Record Market Penetration
Chinese automakers have been gradually strengthening their position in Europe for several years, and now their growing presence is seriously worrying local competitors. In December, cars from Chinese brands set a record share of the total European market. This jump occurred against the backdrop of overall sales growth, as figures for both December and the entire 2025 year exceeded the results of the previous year.
Europe has just replaced Tesla with a new champion in electric vehicle sales.
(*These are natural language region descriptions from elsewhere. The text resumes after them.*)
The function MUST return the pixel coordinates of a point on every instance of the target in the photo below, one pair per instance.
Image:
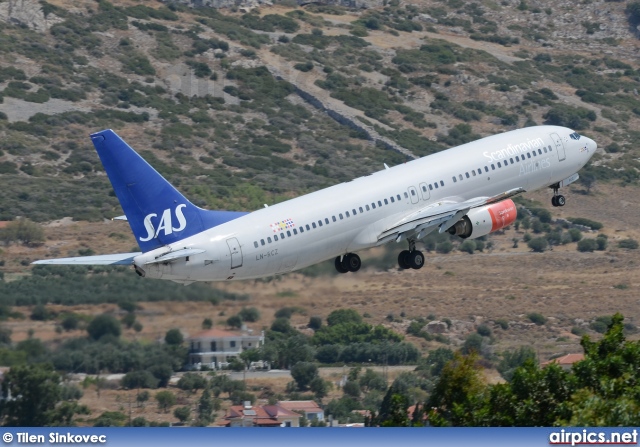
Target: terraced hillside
(212, 97)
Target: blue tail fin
(157, 212)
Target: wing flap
(173, 255)
(114, 259)
(445, 213)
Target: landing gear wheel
(351, 262)
(416, 260)
(339, 267)
(403, 259)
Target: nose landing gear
(557, 199)
(348, 263)
(412, 258)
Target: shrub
(537, 318)
(585, 222)
(587, 245)
(631, 244)
(538, 244)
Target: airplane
(465, 191)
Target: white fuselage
(246, 247)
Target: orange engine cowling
(484, 220)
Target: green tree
(182, 414)
(341, 316)
(250, 314)
(397, 416)
(35, 391)
(102, 325)
(234, 321)
(458, 385)
(303, 373)
(174, 337)
(166, 400)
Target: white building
(215, 348)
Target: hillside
(211, 97)
(239, 107)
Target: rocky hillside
(257, 103)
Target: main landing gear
(557, 199)
(412, 258)
(348, 263)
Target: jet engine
(484, 220)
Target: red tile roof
(301, 405)
(215, 333)
(264, 415)
(568, 359)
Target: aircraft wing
(443, 214)
(115, 259)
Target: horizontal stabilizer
(184, 253)
(115, 259)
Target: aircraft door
(413, 194)
(236, 252)
(424, 189)
(559, 147)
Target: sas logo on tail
(165, 224)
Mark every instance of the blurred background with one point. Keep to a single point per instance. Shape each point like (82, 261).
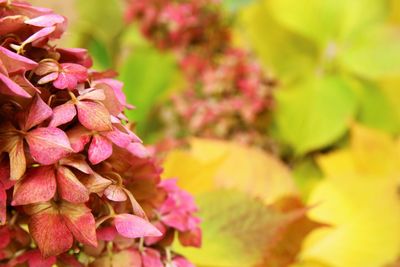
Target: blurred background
(282, 117)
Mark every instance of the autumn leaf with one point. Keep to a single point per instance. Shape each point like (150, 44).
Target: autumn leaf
(211, 164)
(242, 231)
(359, 198)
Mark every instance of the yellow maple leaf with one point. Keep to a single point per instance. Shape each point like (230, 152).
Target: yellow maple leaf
(360, 199)
(211, 164)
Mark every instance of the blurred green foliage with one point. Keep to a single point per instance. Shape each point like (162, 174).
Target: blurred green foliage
(330, 57)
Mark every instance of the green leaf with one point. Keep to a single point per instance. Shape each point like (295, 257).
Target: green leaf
(327, 20)
(315, 113)
(147, 75)
(100, 55)
(241, 231)
(100, 18)
(376, 109)
(306, 175)
(235, 5)
(374, 53)
(287, 54)
(231, 230)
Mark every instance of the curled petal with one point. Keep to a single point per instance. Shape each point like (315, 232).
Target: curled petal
(63, 114)
(79, 137)
(9, 87)
(115, 193)
(69, 187)
(37, 112)
(80, 222)
(14, 62)
(133, 226)
(38, 185)
(50, 232)
(94, 116)
(100, 149)
(48, 145)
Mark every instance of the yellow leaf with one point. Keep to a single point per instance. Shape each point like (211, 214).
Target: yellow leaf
(213, 164)
(360, 199)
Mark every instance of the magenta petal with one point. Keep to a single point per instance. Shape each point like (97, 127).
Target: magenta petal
(3, 206)
(11, 24)
(138, 150)
(79, 137)
(17, 159)
(119, 138)
(9, 87)
(92, 94)
(78, 162)
(48, 145)
(151, 258)
(107, 233)
(133, 226)
(38, 185)
(37, 112)
(14, 62)
(64, 81)
(181, 262)
(63, 114)
(48, 78)
(100, 149)
(115, 193)
(80, 222)
(45, 32)
(69, 187)
(94, 116)
(46, 20)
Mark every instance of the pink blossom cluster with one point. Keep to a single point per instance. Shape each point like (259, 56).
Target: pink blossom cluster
(180, 24)
(77, 186)
(227, 94)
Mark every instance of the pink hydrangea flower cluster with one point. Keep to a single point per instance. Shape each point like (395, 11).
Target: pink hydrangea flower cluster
(180, 24)
(227, 94)
(77, 186)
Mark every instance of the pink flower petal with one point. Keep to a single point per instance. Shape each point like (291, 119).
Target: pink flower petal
(35, 259)
(14, 62)
(94, 116)
(151, 258)
(37, 112)
(78, 162)
(133, 226)
(64, 81)
(48, 78)
(115, 193)
(93, 94)
(9, 87)
(79, 137)
(17, 159)
(49, 230)
(48, 145)
(80, 222)
(99, 150)
(95, 183)
(107, 233)
(119, 138)
(38, 185)
(191, 238)
(179, 261)
(11, 24)
(63, 114)
(5, 237)
(69, 187)
(43, 33)
(138, 150)
(3, 208)
(46, 20)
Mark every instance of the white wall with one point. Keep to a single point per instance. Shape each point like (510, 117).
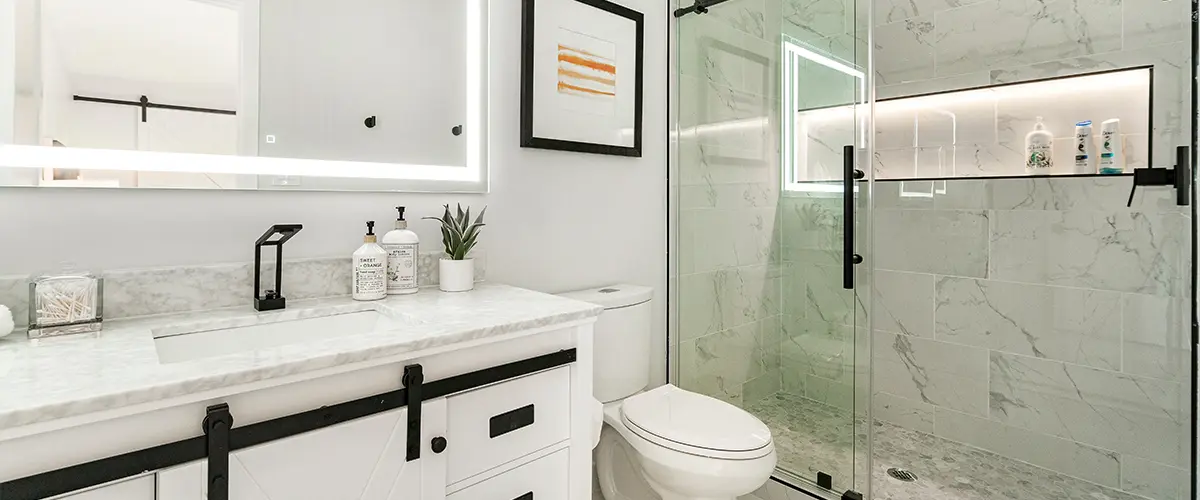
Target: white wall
(557, 221)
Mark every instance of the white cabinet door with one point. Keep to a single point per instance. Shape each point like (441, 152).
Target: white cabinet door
(141, 488)
(363, 459)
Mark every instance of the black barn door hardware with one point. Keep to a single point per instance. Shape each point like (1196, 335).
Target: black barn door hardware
(1180, 178)
(145, 104)
(106, 470)
(849, 258)
(700, 7)
(412, 380)
(216, 432)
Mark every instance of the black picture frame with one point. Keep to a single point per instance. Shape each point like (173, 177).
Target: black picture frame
(527, 96)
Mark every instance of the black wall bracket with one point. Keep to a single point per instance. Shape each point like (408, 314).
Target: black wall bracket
(1180, 178)
(413, 379)
(216, 432)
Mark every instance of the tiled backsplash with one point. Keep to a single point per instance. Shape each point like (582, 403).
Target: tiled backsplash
(144, 291)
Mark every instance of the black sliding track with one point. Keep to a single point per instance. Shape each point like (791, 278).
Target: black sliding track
(226, 439)
(700, 7)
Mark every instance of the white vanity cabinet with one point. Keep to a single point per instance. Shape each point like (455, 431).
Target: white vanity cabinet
(358, 459)
(501, 419)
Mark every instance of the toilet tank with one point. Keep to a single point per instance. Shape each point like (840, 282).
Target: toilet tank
(622, 339)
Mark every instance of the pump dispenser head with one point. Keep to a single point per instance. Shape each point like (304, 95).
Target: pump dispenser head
(370, 238)
(400, 221)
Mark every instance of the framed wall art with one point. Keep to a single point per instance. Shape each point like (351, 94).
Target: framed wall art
(581, 77)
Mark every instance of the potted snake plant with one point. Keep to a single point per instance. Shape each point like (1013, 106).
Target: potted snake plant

Data from Dataforce, covering 98% of the market volumes in the EU, UK, and EFTA, shows that 13,295,075 new vehicles were sold in Europe in 2025, a noticeable increase compared to 12,994,720 cars in 2024.
Breakthrough December Figures
As reported by Auto News, December played an extremely important role in the annual growth. Monthly sales increased from 1,070,043 to 1,151,209 cars, driven by high results in several key markets, including the UK.
However, December was marked not only by a general upturn. For the first time, Chinese automakers collectively sold over 100,000 cars in one month – European buyers purchased 109,864 units.
Sales in December grew by 126%, and for the entire calendar year, these brands delivered a total of 810,982 cars, which is 99% more than in 2024. This gave them a 6.1% share of the European market by the end of 2025. This figure may still seem modest, but the growth trend is very rapid.
Which Chinese Manufacturers Achieved the Greatest Success?
The best-selling Chinese group was SAIC, which includes the extremely successful MG brand. It sold 307,812 cars in Europe last year, compared to 244,121 the year before. MG accounted for 307,282 of these sales, with the remaining 530 from the Maxus brand.
Next in terms of performance is BYD, whose total sales in 2025 reached 186,612 cars, a huge leap from 49,590 sold in 2024. This surge is largely due to popular models like the Seal U, Dolphin Surf, Sealion 9, and Seal. The Seal U alone accounted for 79,407 units, of which 72,667 were plug-in hybrids, making it the best-selling PHEV of the year in Europe.
Chery also kept pace. Its sales in 2025 reached 120,207 units, sharply rising from just 17,038 in 2024. The Jaecoo brand made a particularly loud entry into the market, increasing sales from 2,490 to 56,944. Omoda also grew significantly, moving from 14,540 units to 52,950.
The Geely Group also showed solid results, selling 400,725 cars in Europe last year. Of these, 332,226 were Volvo models, which still form the bulk of the group’s European volume.
Nevertheless, sales grew across the entire range of other Geely brands, including the namesake brand, Lynk & Co, Polestar, and Zeekr. Polestar, in particular, demonstrated significant growth, delivering 47,579 cars compared to 30,546 the year before. This rise was largely driven by the arrival of the Polestar 4, which alone added 26,316 units.
The Stellantis-backed brand Leapmotor was also on the rise, climbing to sixth place among Chinese automakers in Europe with 33,567 cars sold. Its compact electric T03 accounted for 60% of this figure, indicating sustained demand for more affordable electric options in the region.
MG and BYD Enter the Mainstream
Chinese automakers are now beginning to challenge more established brands in the rankings. MG finished the year in 16th place overall in Europe, ahead of names like Cupra, Nissan, and Fiat. BYD rose to 22nd place, surpassing Suzuki, Mini, and Mazda. Jaecoo, Omoda, and Polestar also entered the top 35.
These figures clearly illustrate not only a quantitative but also a qualitative shift in the market. Chinese brands are no longer associated exclusively with the budget segment; models like the Polestar 4 or BYD Seal compete with their European counterparts in technology, design, and equipment. The speed at which they are gaining popularity is forcing traditional European manufacturers to reconsider their strategies, especially in the electric vehicle segment, where Chinese companies often have an advantage in cost and speed of launching new products. The future battle for the European buyer seems likely to be determined not only by brand loyalty but also by technological flexibility and the ability to offer an attractive price-to-quality ratio.